On the space station, we will learn how to live and work in space. We will learn how to build hardware that can survive and function for the years required to make the round-trip voyage from Earth to Mars.
If humans are indeed going to go to Mars, if we're going to go beyond, we have to learn how to live on other planetary surfaces, to use what we find there and bend it to our will, just as the Pilgrims did when they came to what is now New England -- where half of them died during that first frigid winter in 1620. There was a reason their celebration was called "Thanksgiving."
The Pilgrims were only a few thousand miles from home, and they were accomplished farmers and artisans. And yet, when they came to an unfamiliar land, they didn't know how to survive in its harsh environment. They didn't know what food would grow and what wouldn't. They didn't know what they could eat and what they couldn't.
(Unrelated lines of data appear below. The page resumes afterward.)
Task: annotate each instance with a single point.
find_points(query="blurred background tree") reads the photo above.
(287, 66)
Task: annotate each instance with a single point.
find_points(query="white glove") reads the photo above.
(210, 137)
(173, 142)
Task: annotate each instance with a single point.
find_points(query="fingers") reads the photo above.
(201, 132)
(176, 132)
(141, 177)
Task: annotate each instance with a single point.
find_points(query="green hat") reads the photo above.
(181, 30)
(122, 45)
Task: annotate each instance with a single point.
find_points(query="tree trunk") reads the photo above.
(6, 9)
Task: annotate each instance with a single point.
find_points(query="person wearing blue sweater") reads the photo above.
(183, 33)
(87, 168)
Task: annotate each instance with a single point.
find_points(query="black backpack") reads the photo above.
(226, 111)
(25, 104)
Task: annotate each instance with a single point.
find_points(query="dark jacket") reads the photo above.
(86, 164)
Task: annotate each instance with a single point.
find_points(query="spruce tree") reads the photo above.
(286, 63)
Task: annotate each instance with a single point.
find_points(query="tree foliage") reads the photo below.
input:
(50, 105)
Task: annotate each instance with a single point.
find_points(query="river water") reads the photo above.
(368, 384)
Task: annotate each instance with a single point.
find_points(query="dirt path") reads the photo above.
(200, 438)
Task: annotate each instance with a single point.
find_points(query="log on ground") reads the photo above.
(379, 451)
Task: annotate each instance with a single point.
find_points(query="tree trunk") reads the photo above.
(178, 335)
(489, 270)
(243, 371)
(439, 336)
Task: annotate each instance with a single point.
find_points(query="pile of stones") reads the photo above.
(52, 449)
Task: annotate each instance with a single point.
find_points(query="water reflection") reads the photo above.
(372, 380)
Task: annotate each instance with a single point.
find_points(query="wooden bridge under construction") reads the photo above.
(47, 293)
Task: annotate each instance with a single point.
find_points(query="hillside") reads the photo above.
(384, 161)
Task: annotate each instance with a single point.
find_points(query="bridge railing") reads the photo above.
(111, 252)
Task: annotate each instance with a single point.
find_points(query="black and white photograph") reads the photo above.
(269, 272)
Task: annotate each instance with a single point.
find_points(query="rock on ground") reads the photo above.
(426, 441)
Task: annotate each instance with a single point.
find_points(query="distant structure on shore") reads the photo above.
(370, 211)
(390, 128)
The Pilgrims had to learn to survive in a strange new place across a vast ocean. If we are to become a spacefaring nation, the next generation of explorers is going to have to learn how to survive in other forbidding, faraway places across the vastness of space. The moon is a crucially important stepping stone along that path -- an alien world, yet one that is only a three-day journey from Earth.
Using the space station and building an outpost on the moon to prepare for the trip to Mars are critical milestones in America's quest to become a truly spacefaring nation. I think that we should want that. I want that. I want it for the American people, for my grandchildren, for my great-grandchildren.
Throughout history, the great nations have been the ones at the forefront of the frontiers of their time. Britain became great in the 17th century through its exploration and mastery of the seas. America's greatness in the 20th century stemmed largely from its mastery of the air. For the next generations, the frontier will be space.
Other countries will explore the cosmos, whether the United States does or not. And those will be Earth's great nations in the years and centuries to come. I believe America should look to its future -- and consider what that future will look like if we choose not to be a spacefaring nation.
Michael Griffin is administrator of the National Aeronautics and Space Administration in Washington, D.C. Distributed by McClatchy-Tribune Information Services.